Professor John Ashton, the president of the UK Faculty of Public Health, said the West needs to treat the deadly virus as if it were taking hold in the wealthiest parts of London rather than just Sierra Leone, Guinea and Liberia.
Writing in The Independent yesterday, Professor Ashton compared the international response to Ebola to that of Aids, which was killing people in Africa for years before treatments were developed once it had spread to the US and UK in the 1980s.
He writes: “In both cases [Aids and Ebola], it seems that the involvement of powerless minority groups has contributed to a tardiness of response and a failure to mobilise an adequately resourced international medical response.
“In the case of Aids, it took years for proper research funding to be put in place and it was only when so-called ‘innocent’ groups were involved (women and children, haemophiliac patients and straight men) that the media, politicians, scientific community and funding bodies stood up and took notice.”
The Ebola outbreak has so far claimed the lives of at least 729 people across Liberia, Guinea, Sierra Leone and Nigeria, according to the latest figures from the World Health Organisation (WHO), although the number is likely to be far higher.
On Saturday, a US relief organisation confirmed that two US aid workers who contracted the disease in Liberia had left the country.
Dr Kent Brantly was being treated in a specialised hospital unit in Atlanta, Georgia, after becoming the first person with the disease to arrive on US soil yesterday evening.

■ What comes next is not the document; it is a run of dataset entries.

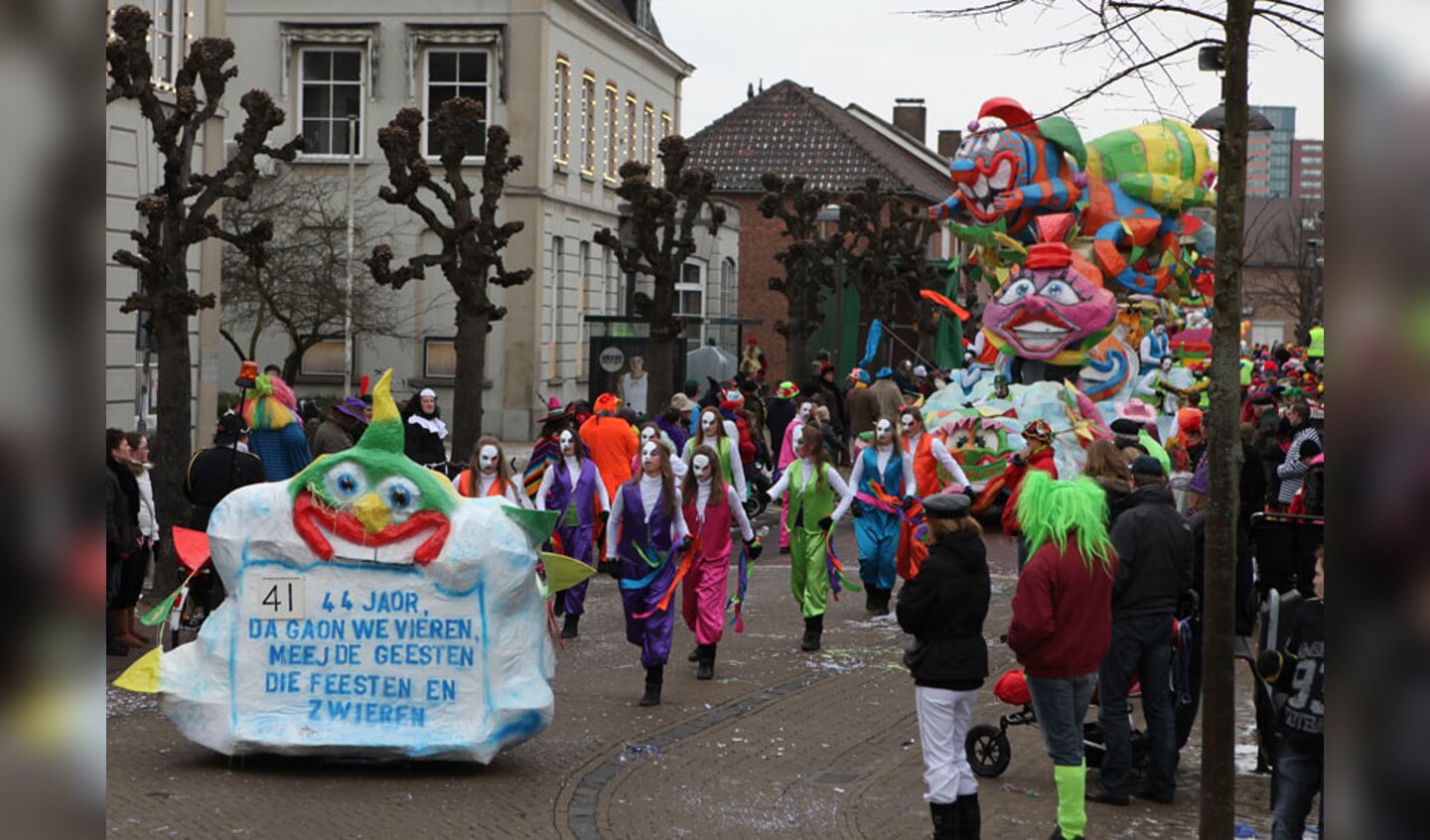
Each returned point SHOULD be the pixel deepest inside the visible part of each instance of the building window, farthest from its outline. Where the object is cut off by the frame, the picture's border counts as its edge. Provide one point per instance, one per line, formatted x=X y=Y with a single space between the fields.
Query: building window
x=325 y=358
x=633 y=129
x=561 y=111
x=648 y=134
x=613 y=130
x=166 y=42
x=439 y=358
x=331 y=91
x=588 y=123
x=451 y=73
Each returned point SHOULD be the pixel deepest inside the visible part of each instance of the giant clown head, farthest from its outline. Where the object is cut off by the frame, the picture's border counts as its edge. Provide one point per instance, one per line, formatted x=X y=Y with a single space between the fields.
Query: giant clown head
x=1055 y=306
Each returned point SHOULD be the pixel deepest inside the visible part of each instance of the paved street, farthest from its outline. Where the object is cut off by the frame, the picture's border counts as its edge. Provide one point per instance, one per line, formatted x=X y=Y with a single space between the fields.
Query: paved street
x=781 y=743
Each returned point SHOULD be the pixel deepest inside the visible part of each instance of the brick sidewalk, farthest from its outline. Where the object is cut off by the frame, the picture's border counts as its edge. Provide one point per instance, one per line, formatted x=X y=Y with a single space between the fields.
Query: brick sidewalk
x=781 y=743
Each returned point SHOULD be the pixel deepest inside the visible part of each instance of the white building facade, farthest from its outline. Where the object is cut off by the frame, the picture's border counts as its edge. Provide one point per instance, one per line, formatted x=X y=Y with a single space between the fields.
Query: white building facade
x=581 y=84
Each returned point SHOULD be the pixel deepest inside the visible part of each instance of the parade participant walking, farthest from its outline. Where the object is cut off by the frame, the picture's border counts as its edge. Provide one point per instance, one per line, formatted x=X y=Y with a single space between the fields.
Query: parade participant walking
x=1154 y=566
x=812 y=485
x=711 y=506
x=275 y=429
x=720 y=435
x=1063 y=624
x=876 y=527
x=546 y=449
x=861 y=406
x=645 y=534
x=341 y=430
x=944 y=608
x=613 y=443
x=425 y=432
x=122 y=537
x=490 y=475
x=574 y=488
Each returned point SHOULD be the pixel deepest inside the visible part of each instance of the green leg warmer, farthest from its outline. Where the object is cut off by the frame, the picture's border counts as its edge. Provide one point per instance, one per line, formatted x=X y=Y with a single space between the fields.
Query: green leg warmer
x=1072 y=809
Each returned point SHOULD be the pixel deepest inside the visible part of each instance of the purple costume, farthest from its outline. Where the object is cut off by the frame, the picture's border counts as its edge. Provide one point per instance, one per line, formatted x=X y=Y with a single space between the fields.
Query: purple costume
x=641 y=585
x=575 y=539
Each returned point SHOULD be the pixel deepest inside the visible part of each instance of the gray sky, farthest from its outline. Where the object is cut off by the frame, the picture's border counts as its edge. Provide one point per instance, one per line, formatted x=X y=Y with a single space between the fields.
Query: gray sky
x=867 y=52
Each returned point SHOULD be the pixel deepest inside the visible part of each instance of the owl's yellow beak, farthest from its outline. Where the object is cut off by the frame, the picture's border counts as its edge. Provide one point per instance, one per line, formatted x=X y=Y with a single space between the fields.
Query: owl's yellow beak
x=372 y=513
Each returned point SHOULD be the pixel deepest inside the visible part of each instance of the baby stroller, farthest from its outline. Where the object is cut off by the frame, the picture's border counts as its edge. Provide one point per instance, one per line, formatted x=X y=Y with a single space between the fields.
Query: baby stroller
x=988 y=748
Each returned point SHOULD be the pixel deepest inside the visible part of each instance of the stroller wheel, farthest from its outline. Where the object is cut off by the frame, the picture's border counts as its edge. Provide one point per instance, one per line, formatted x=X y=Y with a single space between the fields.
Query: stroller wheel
x=988 y=751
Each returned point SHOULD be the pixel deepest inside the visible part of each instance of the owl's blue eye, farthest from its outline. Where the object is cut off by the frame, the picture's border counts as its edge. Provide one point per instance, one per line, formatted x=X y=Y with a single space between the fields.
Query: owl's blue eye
x=347 y=484
x=400 y=495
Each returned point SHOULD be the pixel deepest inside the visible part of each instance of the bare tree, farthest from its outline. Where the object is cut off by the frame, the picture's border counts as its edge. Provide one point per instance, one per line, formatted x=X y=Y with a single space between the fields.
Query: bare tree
x=808 y=260
x=662 y=223
x=472 y=240
x=1134 y=39
x=179 y=214
x=1284 y=247
x=888 y=244
x=299 y=290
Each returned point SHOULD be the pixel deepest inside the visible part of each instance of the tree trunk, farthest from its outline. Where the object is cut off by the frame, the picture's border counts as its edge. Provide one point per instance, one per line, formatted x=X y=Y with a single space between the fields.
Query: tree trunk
x=173 y=437
x=471 y=368
x=1217 y=813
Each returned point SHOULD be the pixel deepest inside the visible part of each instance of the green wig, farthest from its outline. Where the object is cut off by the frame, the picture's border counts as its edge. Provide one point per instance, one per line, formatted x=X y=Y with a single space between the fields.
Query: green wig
x=1050 y=510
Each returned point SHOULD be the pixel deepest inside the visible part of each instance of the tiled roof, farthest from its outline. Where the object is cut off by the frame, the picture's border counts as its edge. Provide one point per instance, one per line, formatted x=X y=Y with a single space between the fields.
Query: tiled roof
x=791 y=130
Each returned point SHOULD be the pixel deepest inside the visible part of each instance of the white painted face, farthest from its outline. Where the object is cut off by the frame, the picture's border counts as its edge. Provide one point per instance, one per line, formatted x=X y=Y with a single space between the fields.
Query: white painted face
x=487 y=459
x=650 y=458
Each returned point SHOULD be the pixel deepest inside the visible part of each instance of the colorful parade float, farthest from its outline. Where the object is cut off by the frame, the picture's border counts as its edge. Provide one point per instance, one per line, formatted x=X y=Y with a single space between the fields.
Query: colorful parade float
x=1082 y=246
x=372 y=613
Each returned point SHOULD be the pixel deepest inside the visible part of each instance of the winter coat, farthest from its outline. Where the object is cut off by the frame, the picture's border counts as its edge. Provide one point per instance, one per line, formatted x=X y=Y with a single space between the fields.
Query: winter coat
x=1154 y=560
x=944 y=608
x=1062 y=612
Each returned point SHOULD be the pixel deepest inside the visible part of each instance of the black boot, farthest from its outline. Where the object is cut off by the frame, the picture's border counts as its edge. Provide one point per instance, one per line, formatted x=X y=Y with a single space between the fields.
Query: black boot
x=814 y=628
x=707 y=667
x=968 y=817
x=653 y=676
x=945 y=820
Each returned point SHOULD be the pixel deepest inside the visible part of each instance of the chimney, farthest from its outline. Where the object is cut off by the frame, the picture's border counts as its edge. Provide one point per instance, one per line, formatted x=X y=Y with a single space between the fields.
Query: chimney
x=912 y=117
x=948 y=140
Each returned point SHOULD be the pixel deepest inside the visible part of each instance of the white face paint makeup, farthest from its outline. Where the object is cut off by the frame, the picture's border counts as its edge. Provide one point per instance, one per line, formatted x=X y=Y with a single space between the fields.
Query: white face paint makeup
x=702 y=468
x=650 y=458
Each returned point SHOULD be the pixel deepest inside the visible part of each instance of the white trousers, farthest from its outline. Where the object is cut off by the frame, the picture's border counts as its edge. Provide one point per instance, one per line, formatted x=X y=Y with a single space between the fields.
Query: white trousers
x=942 y=726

The second aid worker, Nancy Writebol, was due to land on a separate private flight.
On Friday, the WHO warned that the outbreak in West Africa was “moving faster than our efforts to control it.”
The organisation’s director general, Dr Margaret Chan, warned that if the situation continued to deteriorate, the consequences would be “catastrophic” to human life. Professor Ashton believes that more money must be funnelled into research for treatment.
“We must respond to this emergency as if it was in Kensington, Chelsea and Westminster. We must also tackle the scandal of the unwillingness of the pharmaceutical industry to invest in research [on] treatments and vaccines, something they refuse to do because the numbers involved are, in their terms, so small and don’t justify the investment. This is the moral bankruptcy of capitalism acting in the absence of a moral and social framework.”
Development of a vaccine is in the early stages in the US, but this is on a small scale and there is little hope of one being ready to treat the current outbreak in West Africa.